Our results agree with recent reports on the outcomes of IVF treatment and early pregnancies among COVID-19 patients. Several studies have examined peak serum estradiol, oocyte yield (including mature oocytes), fertilization rate, embryo quality and clinical pregnancy rate in COVID-19 recoverees, and most found no difference between recovered and non-exposed groups [11,23,24]. These studies included only mild cases and were similar to the patients in our study. One study, however, found lower oocyte yield in the COVID-19 group, when the interval from disease to treatment cycle was at least 6 months [24], suggesting a possible long-term effect on follicle recruitment. Another study [10] found lower oocyte yield among recovered COVID-19 patients over 35 years of age, suggesting older age increases vulnerability to the effects of the virus. All the patients in the study group were asymptomatic or presented mild COVID-19 symptoms; hence, the severity of the disease was not related to the difference in the results. Interestingly, a small study from Israel showed similar IVF treatment outcomes among couples recovering from COVID-19, but with significant decreases in the number of top-quality embryos [25]. The difference may be due to the small sample size (nine couples).
In a review article by Carp-Veliscu et al. [26], four studies compared serum anti-Mullerian hormone (AMH) between people recovering from COVID-19 with different levels of severity and non-exposed controls. Three of the four reported no detectable differences in AMH. However, one study reported lower AMH levels among the COVID-19 recoverees and higher FSH levels, suggesting a smaller functional ovarian reserve.
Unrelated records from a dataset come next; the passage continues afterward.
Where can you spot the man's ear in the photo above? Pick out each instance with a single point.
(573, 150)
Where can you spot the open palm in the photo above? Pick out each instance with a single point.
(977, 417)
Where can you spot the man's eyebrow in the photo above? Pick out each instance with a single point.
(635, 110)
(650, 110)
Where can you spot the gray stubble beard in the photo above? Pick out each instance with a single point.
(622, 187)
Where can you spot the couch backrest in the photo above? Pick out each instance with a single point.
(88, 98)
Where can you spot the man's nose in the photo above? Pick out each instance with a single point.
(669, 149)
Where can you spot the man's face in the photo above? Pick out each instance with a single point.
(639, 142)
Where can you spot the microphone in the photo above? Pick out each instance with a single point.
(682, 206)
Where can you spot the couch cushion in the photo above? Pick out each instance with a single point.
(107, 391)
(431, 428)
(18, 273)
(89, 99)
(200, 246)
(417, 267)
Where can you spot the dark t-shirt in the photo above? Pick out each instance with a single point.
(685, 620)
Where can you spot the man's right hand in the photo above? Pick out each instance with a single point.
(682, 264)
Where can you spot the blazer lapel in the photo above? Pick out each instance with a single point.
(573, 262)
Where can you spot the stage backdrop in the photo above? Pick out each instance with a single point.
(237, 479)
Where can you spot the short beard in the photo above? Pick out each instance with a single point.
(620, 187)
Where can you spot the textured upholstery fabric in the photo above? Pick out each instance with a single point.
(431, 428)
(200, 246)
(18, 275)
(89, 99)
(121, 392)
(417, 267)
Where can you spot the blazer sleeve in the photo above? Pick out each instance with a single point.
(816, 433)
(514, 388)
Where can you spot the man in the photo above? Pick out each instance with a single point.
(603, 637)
The authors note that the patients in this study presented with mild COVID-19 symptoms upon admission, and that most were treated with antiviral and even antibiotic therapy. The median age in the study group was 43 years. These characteristics might explain the difference in results compared to other studies.
Levi-Setti et al. [27] reported that the rate of pregnancy loss among IVF patients recovering from COVID-19 was not affected. Similarly, Calvo et al. [28] reported on the perinatal outcomes of 1347 pregnant women, among whom 74 conceived following IVF. This multicenter study compared the rates of early pregnancy loss, pregnancy complications, and mode of delivery according to COVID-19 disease status. The only difference found was a significant increase in the rate of cesarean sections among recovered patients. In these studies, most of the patients experienced mild COVID-19 disease.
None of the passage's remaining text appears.